Texto escrito pelos colaboradores Victor Morais Ghirotto, Pamela Viana Barbosa, Ives Haifig e Vanessa Kruth Verdade.

Você já parou para pensar no que sustenta nossos órgãos? Tipo estômago ou fígado? Será que eles ficam presos? Onde? Como? A gente não costuma pensar muito nisso, mas existem expressões interessantes em português que refletem um pouco esse assunto, por exemplo, “Nossa! Me deu até nó nas tripas” ou “chega a revirar o estômago”. Ainda bem, nossas tripas não ficam emaranhadas e nem reviradas em nossa barriga, ainda que a gente sente, levante, pule ou dê cambalhota. Isso já indica que estão dispostas de alguma maneira a manterem-se organizadas. Se você cozinha, já limpou um peixe ou um frango, deve ter notado que os órgãos internos podem ser retirados de uma vez. Já ouviu a palavra “barrigada”? É isso. Essa cavidade que contém os órgãos internos é uma novidade evolutiva dos animais, ou, cientificamente, dos Metazoa (veja o texto É adequado chamar animais sem coluna vertebral de invertebrados?) que recebe o nome de celoma. Lembra deste termo? Aprendemos sobre o celoma na escola: animais celomados. Mas, que diferença faz ter uma cavidade corpórea específica, com um surgimento complexo?
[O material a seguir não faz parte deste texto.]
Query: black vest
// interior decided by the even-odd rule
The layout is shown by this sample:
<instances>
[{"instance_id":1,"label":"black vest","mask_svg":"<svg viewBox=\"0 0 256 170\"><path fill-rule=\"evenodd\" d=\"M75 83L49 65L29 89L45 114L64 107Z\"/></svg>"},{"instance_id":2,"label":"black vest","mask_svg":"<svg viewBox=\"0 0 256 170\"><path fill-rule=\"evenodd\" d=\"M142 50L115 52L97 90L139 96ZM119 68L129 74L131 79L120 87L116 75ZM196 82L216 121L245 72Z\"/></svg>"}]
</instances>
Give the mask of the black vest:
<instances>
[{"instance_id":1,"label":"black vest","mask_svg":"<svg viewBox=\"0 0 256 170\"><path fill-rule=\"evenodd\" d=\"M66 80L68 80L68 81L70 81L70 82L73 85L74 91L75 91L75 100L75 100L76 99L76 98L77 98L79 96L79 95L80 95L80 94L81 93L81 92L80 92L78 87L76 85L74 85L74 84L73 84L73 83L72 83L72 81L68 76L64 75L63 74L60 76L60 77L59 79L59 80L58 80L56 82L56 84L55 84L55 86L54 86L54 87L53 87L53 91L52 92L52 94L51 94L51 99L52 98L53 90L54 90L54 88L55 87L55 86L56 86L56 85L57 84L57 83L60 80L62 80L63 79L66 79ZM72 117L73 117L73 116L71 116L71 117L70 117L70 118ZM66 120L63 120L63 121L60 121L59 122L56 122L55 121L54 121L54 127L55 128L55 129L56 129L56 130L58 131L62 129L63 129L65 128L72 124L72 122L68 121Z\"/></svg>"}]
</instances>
Os animais são os grandes organismos móveis que habitam nosso planeta. Das mais variadas formas e tamanhos, de baleias a minhocas ou mosquitos, e vários outros seres visíveis ou invisíveis a olho nu, como alguns vermes, por exemplo. O grande tamanho dos animais, que surgiu com a evolução da multicelularidade, trouxe também desafios. Dentre estes desafios, a comunicação das células mais internas do corpo com o ambiente, dificultando a troca de nutrientes e gases da respiração com o meio.

O celoma acabou solucionando alguns destes problemas. Esta cavidade tem múltiplas funções. Pode servir como esqueleto hidrostático (mantendo a forma de animais de corpo mole), pode absorver choques mecânicos, diminuindo danos, e pode também ajudar na circulação interna de nutrientes. O celoma completamente formado, chamado de verdadeiro, origina a chamada cavidade peritoneal, em que os órgãos estão interligados e suspensos no organismo por tecido conjuntivo e em uma determinada ordem que acompanha o desenvolvimento de cada organismo. Em diferentes grupos de animais, os órgãos estão organizados de maneiras diferentes, indicando grande diversidade.

Mas o leitor de boa memória já deve estar se questionando: não havia também animais acelomados e pseudocelomados? Pois é, a evolução percorre diferentes caminhos que funcionam como respostas eficientes às mais diversas pressões ambientais. Cabe a nós tentar decifrar essas trajetórias. O que sabemos até agora? Que o celoma é uma cavidade que surgiu no grupo dos animais. Que existem animais sem celoma (os acelomados), animais com celoma verdadeiro (celomados) e animais com celoma incompleto (pseudocelomados). Também sabemos que a evolução do celoma não ocorreu de acelomados para pseudocelomados e então celomados, foi muito mais complexa e envolveu diferentes origens. Você pode ter uma ideia dessa variação observando as diferentes cores representando os diferentes grupos animais da Figura 1.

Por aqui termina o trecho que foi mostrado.